When PGG started in 2007 we used, out of necessity, a lot of stones that Polly had in stock already from long ago, or we bought quite inexpensive stones to start off with till we saw how it went. Among these were some flat faceted beads of banded agate and I confess that at the time, while I did acknowledge that the patterns were astonishing, the colours were very muted and they didn’t do much for me, and I thought that was all there was to agate – nice but nothing special. Huh. Shows what I know.
The reason I’m thinking about agate at the moment is because we’ve just been given a really wonderful commission for a Roman intaglio ring, the intaglio to be carved in green agate. We easily found the prefect stone for the job but far from being muted and pale, it’s the most incredible dark green, and flawless, quite the opposite of the first agate beads we used. It struck me as interesting that the same stone could be so different, so I went on a bit of a dig for knowledge…
Like most gems, agate has been used for thousands of years, not only in adornment but as tools and vessels as well because it is plentiful, it’s hard and carveable, and it takes the most wonderful shine. The oldest pieces of carved agate, dating back to the bronze age, were found in Crete which is where agate was actually first found. It was named after the river on whose banks it was found – the Achates – by philosopher and naturalist Theophrastus in about the 3rd century BC. The Holy Grail of Valencia is carved in red agate, but it’s only the agate cup that is thought to have been carved in the time of Christ and the elaborately decorated stand was added much later. The Romans loved carving agate – hence the very familiar intaglio seal rings – and it makes the best cameos too because of the layers of colour which are purer and much more long lasting than cameos carved out of shells. And agate has even been used in buildings; the Agate Rooms in Russia were the dream of the Catherine II and the genius of a Scotsman called Charles Cameron, employed by Catherine to make the rooms for her. I had absolutely no idea that agate was so versatile – the things you learn!
Because agate is found all over the world – including Antarctica! – it comes in the most diverse colours and patterns and it seems that everywhere that produces it calls it by their own name, so there are literally hundreds of ‘different’ agates. Botswana agate, for example, is reallly a banded agate, but is distinguishable by its pink hues which have made it famous and worthy of its own name. In truth most agates belong to one or other of the several families of agate and are simply found in varying patterns and colours. A simplified version of the groups of agate is: moss agate, banded agate, lace agate, dendritic agate, fire agate and iris – or rainbow – agate, and as they’re all so different they all deserve a quick look.
Agate is chalcedony (kal-seh-duh-nee) and quartz and is mostly formed in volcanic and metamorphic rocks which means that there is plenty of opportunity for the agate to be coloured by different minerals and formed by different geological events.
Moss agate, the first on the list, is called this because oxides of iron and manganese get embedded in the chalcedony and form moss like inclusions in the rock.
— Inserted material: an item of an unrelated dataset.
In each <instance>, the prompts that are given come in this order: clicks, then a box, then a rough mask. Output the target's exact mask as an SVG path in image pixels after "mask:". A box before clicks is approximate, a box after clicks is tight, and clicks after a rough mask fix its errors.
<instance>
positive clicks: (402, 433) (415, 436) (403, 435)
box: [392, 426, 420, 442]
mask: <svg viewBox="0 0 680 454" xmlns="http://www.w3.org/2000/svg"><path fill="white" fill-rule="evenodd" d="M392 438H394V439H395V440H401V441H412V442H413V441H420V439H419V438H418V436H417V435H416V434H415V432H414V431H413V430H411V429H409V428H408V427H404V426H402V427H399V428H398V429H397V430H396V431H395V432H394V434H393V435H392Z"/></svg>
There isn’t any vegetation involved, in spite of appearances, and it is found mainly in North and South America, India and and Europe and is usually formed in volcanic rocks. It looks fabulous in jewellery.
Banded agate, the one with which we are all probably the most familiar, is also a volcanic byproduct, consisting of microscopic quartz crystals formed from layers of deposited silica in volcanic cavities. Banded agate forms some of the most exotic and colourful patterns and this is probably because it’s found all over the world in different geological situations.
Lace agate comes in two varieties; blue lace agate found in Africa (mostly Namibia) is particularly hard. Crazy lace agate is found in northern Mexico and comes in stunning patterns, usually red and white and yellow.
Dendritic agate, from the Greek word dendrites meaning tree-like, is sort of along the same lines as moss agate only is much more dramatic, sometimes forming whole miniature scenes. For obvious reasons good pieces of dendritic agate are highly collectible. Like moss agate, dendritic agate is found almost all over the world, but the most notable pieces apparently come from Crete.
And then we come to the two most extraordinary, surprising agates, about which I knew absolutely nothing, including that they even existed! The first is rainbow – or iris – agate. This is really a banded agate, but in order to see the rainbow it needs to be cut very thinly so that the stone can be lit from behind to enhance the rainbow. It’s not a rare agate really, and it is used mostly either displayed with a light behind it, or for metaphysical properties. It is absolutely beautiful.
And last but by no means least is fire agate. This is found only in the southwestern United States and in Mexico, and was formed millions of years ago when that part of the world experienced massive volcanic activity. Hot water, which was saturated with silica and iron oxide, repeatedly filled bubbles and cracks in the rock, building up layer upon layer and creating the vibrant iridescence. This agate is rare and precious – and I really, really want to see one!
I’ve been amazed to discover all this about the humble agate, but what has surprised me most is realising that this dedicated magpie really missed a trick by paying it so little attention all these years, but not any more!